Idealny przykład dotyczy nagrania z miejscowości Brzeźnica. Jak informują policjanci z KPK w Bochni, "na filmie widać było jak osoba kierująca motocyklem porusza się w sposób brawurowy i przede wszystkim bardzo niebezpieczny. Licznik nagranego pojazdu wskazał prędkość aż 160 km/h w obszarze zabudowanym." Funkcjonariusze w wyniku przeprowadzonych czynności ustalili personalia kierującego. Zasada działania była w tym przypadku podobna, jak w przypadku zgłoszenia na policyjną skrzynkę Stop agresji drogowej.
Przeczytaj także: Czy można stracić prawo jazdy za alimenty? Odpowiedź zaskakuje
Jakie wykroczenia pozwala wskazać nagranie z internetu?
Warto zdawać sobie sprawę z dwóch rzeczy. Pierwsza jest taka, że nagranie opublikowane nawet prywatnie w sieci może się stać dowodem na winę kierowcy. Tu wątpliwości żadnych nie ma. Druga jest taka, że niestety nie będzie możliwe wskazanie wszystkich wykroczeń. Policjanci bez problemu udowodnią "twarde" przypadki złamania prawa, a więc wyprzedzanie w złym miejscu, zbyt wysoką prędkość, brak zapiętych pasów bezpieczeństwa czy używanie telefonu podczas jazdy. Nie będą jednak w stanie wykazać, że np. prowadzący kierował pod wpływem alkoholu czy narkotyków. Chyba że w czasie zeznań kierowca sam się do tego przyzna lub będzie o tym opowiadał na filmiku.
Przeczytaj także: Kurs redukujący punkty karne. 1000 zł i 6 punktów mniej. Co warto wiedzieć?

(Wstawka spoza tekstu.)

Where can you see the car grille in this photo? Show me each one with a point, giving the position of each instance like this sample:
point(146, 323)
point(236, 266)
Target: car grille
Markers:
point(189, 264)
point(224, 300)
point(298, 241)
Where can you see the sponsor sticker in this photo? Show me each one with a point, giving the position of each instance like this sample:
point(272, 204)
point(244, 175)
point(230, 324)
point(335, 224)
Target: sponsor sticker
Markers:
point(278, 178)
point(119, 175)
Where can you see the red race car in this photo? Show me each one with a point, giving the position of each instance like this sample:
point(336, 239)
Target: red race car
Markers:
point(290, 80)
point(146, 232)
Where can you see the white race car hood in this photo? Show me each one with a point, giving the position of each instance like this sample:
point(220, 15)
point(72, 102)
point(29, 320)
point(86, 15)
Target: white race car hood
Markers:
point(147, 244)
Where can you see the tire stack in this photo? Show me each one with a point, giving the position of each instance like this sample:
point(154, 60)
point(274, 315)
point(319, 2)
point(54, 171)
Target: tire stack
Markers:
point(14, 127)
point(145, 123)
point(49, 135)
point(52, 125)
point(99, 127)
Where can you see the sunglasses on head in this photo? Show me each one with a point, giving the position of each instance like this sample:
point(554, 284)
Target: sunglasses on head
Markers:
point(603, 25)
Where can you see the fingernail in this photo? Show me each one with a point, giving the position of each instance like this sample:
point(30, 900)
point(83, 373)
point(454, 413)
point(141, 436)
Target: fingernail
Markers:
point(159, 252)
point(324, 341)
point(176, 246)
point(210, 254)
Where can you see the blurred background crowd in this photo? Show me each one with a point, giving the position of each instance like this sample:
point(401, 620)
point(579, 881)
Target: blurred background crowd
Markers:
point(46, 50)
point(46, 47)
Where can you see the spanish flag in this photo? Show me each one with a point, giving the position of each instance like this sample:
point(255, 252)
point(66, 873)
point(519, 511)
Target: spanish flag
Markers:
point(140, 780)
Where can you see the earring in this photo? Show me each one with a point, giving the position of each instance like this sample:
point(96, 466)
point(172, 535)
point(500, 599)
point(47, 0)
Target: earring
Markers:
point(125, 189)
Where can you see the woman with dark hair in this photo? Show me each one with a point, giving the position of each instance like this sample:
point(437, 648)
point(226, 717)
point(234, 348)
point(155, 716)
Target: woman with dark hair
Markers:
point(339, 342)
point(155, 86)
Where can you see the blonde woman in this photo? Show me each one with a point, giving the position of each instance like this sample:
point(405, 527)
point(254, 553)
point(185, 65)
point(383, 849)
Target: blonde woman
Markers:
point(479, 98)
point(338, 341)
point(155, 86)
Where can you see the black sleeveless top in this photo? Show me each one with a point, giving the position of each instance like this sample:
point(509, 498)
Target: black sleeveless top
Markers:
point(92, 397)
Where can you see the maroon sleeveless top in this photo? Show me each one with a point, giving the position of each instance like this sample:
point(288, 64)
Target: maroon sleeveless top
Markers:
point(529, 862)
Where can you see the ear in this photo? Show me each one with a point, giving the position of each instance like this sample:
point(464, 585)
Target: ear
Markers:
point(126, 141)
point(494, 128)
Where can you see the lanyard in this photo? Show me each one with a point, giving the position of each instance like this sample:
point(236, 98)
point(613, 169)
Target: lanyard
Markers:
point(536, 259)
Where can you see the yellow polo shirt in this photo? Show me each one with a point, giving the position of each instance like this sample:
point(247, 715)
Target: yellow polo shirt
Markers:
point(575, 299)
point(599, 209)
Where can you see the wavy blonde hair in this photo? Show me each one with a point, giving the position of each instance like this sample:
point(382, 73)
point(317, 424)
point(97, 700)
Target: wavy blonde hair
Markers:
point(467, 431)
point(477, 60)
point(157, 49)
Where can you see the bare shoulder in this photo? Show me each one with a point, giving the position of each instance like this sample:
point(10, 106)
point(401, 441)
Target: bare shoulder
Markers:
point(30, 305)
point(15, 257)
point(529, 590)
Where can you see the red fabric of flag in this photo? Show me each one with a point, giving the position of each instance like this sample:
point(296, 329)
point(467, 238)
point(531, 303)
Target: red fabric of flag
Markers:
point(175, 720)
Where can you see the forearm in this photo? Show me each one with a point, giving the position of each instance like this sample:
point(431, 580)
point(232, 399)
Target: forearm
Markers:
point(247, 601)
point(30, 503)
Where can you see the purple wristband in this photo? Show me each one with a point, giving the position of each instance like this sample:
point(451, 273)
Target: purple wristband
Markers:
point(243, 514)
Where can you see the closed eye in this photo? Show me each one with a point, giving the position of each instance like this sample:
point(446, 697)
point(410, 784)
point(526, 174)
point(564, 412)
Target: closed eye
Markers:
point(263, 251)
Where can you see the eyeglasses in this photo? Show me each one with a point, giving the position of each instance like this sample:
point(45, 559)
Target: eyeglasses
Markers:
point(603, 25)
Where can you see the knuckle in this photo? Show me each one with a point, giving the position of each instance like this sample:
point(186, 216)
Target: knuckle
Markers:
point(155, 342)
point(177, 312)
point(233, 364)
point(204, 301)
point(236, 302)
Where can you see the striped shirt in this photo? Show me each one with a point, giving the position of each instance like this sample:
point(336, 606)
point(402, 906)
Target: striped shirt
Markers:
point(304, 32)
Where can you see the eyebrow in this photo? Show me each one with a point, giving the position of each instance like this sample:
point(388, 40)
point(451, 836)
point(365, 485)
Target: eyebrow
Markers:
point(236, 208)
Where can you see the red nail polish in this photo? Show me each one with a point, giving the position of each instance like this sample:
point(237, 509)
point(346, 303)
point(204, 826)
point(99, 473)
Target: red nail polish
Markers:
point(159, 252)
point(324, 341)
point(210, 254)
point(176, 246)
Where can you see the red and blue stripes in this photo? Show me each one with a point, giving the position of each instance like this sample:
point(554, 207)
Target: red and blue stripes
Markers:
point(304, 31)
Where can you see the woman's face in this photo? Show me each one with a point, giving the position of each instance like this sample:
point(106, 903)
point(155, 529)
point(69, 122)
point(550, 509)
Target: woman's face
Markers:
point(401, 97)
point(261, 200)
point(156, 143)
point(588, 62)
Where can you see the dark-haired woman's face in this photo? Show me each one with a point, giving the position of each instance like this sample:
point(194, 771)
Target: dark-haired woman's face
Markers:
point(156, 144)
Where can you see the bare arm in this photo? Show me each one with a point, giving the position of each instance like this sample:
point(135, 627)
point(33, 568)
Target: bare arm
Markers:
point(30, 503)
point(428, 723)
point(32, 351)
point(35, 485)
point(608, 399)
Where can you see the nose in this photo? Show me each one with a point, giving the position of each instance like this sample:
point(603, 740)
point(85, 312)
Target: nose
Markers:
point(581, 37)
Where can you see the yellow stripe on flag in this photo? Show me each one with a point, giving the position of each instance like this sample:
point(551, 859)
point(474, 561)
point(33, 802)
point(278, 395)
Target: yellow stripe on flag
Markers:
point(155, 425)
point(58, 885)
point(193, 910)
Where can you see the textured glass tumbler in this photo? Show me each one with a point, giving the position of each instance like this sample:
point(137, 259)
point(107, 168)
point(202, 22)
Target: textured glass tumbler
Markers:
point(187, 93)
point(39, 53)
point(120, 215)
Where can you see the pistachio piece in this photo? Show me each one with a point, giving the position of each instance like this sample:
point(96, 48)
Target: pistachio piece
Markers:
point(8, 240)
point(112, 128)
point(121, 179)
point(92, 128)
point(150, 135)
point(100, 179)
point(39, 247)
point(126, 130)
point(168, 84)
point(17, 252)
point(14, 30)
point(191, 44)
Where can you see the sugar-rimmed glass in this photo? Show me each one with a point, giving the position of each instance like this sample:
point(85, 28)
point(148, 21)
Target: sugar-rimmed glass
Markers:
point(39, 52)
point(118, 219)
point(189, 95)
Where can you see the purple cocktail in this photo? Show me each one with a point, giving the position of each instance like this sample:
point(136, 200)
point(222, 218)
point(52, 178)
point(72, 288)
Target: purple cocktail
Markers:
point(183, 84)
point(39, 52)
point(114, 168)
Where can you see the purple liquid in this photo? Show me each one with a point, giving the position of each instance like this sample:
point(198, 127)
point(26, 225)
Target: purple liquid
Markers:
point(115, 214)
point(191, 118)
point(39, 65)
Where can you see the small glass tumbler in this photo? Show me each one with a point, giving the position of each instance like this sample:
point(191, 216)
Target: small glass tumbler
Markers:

Jaką karę może dostać kierowca za nagranie opublikowane w internecie?
Najciekawsze w tym przypadku jest to, że policjanci po zebraniu materiału dowodowego oraz ustaleniu personaliów właściciela pojazdu i sprawcy wykroczenia, na ogół odstępują od jego ukarania. Nie wystawiają mandatu. W zamian kierują sprawę do sądu. To sędzia musi rozstrzygnąć kwestię winy i wlepić prowadzącemu karę. To jednak scenariusz gorszy dla kierowcy. Bo zarzuty często powstają na podstawie "powodowania zagrożenia bezpieczeństwa w ruchu drogowym" i art. 86 ustawy Kodeks wykroczeń. To oznacza aż dwie sankcje. Mowa o:
- grzywnie, która w skrajnym przypadku może sięgnąć kwoty 30 000 zł.
- możliwym zakazie prowadzenia pojazdów mechanicznych. Sąd wskazuje na okres zakazu wynoszący od 6 miesięcy do nawet 3 lat.